In any case, we landed safely and only a little late. However, our bags did not make it with us, which was not surprising since I "late-checked" them. We decided to go ahead and leave and come back later for the bags, but then there were some issues with the car seat that came with the rental car. (Namely, the big issue was that the right shoulder strap came totally out of the seat while we were driving.) So, we ended up staying a long time and then not getting the bags until today anyway.

Daniel had a couple of meltdowns in the car after that very long day of traveling, and he crashed after crying at one point. I wish the travel hadn't affected him so negatively, but I really don't blame him for needing to decompress after the constant stimulation all day long.

We're doing much better today, after getting some sleep and getting our luggage back. I think by tomorrow, we'll be all back to normal, and ready to fully enjoy our time here. He's already starting to get used to the new people here, and I'm very happy that he's not having a lot of crying time so far. It's really nice to see everyone here, and I'm so glad all these people I love are getting to meet my sweet baby!

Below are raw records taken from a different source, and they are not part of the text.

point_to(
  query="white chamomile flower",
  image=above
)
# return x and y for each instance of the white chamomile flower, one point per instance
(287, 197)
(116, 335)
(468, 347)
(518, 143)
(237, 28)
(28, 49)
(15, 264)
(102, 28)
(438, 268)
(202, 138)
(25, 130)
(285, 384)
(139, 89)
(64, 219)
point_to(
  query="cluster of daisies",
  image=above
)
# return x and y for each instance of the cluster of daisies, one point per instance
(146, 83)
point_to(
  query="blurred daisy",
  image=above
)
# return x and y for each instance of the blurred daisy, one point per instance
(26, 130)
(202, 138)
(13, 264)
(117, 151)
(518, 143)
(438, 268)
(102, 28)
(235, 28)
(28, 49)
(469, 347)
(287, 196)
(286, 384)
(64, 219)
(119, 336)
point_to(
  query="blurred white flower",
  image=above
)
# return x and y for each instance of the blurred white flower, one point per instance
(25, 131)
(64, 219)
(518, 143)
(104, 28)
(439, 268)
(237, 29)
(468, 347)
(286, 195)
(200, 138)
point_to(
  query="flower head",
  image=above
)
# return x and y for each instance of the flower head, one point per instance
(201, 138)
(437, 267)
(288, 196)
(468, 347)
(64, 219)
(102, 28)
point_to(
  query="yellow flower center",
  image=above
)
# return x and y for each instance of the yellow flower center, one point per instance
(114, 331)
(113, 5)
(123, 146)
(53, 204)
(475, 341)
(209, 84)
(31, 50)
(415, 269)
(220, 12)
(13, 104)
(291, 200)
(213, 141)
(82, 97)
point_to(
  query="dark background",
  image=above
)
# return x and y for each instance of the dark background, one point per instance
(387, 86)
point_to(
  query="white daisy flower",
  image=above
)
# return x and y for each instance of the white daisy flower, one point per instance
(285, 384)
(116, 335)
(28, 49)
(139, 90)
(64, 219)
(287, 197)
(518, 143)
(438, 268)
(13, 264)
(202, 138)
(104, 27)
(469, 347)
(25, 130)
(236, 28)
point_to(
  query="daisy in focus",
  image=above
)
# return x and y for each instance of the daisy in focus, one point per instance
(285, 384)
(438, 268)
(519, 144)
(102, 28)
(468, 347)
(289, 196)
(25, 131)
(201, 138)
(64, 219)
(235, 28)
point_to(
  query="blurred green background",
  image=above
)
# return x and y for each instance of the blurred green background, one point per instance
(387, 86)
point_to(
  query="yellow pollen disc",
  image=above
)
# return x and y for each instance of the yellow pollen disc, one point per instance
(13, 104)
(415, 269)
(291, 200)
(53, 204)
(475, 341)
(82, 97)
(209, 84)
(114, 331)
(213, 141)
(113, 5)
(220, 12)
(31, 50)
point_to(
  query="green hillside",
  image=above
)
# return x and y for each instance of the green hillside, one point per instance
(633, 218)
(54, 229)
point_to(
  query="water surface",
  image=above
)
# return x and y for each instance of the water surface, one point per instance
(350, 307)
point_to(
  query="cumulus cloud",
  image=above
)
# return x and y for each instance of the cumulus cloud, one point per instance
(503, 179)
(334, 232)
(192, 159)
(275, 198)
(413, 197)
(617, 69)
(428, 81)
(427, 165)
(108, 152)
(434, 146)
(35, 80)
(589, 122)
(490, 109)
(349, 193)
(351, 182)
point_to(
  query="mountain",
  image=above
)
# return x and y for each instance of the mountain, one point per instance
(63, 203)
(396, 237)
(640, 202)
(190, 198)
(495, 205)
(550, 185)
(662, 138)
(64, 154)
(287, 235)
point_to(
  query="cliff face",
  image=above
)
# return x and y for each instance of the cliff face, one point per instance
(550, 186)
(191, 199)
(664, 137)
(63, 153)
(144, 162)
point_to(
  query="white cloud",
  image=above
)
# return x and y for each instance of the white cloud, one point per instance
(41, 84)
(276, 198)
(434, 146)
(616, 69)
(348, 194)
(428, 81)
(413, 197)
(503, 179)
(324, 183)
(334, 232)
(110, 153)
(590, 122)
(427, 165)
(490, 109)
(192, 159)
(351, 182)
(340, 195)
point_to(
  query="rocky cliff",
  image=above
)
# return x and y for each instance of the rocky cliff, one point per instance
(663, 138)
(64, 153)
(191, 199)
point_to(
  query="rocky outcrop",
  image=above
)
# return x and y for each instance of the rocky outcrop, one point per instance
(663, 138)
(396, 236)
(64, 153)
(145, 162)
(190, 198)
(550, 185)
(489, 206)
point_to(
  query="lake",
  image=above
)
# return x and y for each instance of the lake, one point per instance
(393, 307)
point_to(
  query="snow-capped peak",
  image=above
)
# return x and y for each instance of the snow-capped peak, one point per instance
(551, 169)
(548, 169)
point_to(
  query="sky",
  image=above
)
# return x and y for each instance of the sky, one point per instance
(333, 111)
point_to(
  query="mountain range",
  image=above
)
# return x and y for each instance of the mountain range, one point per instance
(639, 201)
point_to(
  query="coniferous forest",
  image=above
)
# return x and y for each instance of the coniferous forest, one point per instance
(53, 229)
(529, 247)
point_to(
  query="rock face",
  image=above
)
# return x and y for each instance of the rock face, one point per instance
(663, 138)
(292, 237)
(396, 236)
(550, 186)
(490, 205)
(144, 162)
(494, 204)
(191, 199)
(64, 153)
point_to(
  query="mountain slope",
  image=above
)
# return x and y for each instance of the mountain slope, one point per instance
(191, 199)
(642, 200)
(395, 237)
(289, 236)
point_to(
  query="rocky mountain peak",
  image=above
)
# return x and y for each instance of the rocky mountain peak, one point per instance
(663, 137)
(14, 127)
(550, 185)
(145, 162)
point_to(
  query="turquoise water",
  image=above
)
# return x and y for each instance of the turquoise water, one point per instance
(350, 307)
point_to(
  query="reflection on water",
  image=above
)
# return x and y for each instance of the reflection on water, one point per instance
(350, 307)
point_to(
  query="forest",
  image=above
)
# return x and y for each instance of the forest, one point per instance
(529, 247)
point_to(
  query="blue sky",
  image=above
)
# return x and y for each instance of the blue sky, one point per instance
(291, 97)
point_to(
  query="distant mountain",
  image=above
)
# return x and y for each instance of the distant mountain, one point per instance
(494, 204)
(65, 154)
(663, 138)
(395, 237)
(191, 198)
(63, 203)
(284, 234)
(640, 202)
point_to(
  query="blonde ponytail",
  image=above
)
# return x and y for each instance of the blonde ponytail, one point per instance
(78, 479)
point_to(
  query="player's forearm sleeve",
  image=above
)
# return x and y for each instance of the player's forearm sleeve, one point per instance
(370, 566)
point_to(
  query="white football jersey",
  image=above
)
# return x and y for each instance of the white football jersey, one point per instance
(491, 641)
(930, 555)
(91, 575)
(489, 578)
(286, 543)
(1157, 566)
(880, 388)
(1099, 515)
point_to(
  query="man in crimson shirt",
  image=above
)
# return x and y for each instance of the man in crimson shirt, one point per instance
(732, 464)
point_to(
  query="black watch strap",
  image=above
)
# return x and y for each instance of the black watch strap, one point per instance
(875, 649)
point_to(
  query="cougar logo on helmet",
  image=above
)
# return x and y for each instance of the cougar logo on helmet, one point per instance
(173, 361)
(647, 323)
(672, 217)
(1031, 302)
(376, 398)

  1. That is so weird that they made you take him out of the "snuggly". :) My sister said they made her do the same thing, but I was on six flights and two different airlines and they never made me do it once. Maybe it's just a Southwest thing? I'm guessing you flew SW since you didn't have a reserved seat? Anyways, United and Continental let me wear him the whole time, which I appreciated because it was much easier on our rough landings to have him snug against me, rather than just holding him.

    So glad you're there with family now. Have a blast!

  2. I've also had flight attendants make me take my babies out of the Ergo (on United). So screwy. I'm awaiting your post on traveling with cloth diapers. We've copped out with disposables during our last trip - hoping for some good tips. Have a great trip!

  3. @Rachel: Yes, I flew Southwest. It's so funny that you didn't have anyone ask you to take B out of your carrier--but I'm glad for you!

    @Kelly: I'm still wondering the rationale behind having the baby out of the carrier for take-off and landing is! I'm glad to hear they weren't just picking on me, though. Traveling with cloth post coming soon! =)

  4. 25 years ago they were all called Snuglis, like tissues are all called Kleenex - no competition there! I bet the person who wrote the flight attendants' manual is my generation!! So glad you're back home.

  5. The rationale, as I understand it, is that in an impact situation, your upper body will fly forward, and your baby will take the impact of your upper body (his body will act like an airbag). Then again, if he is in your arms in an impact situation, he'll probably fly out of them. Essentially a no-win situation.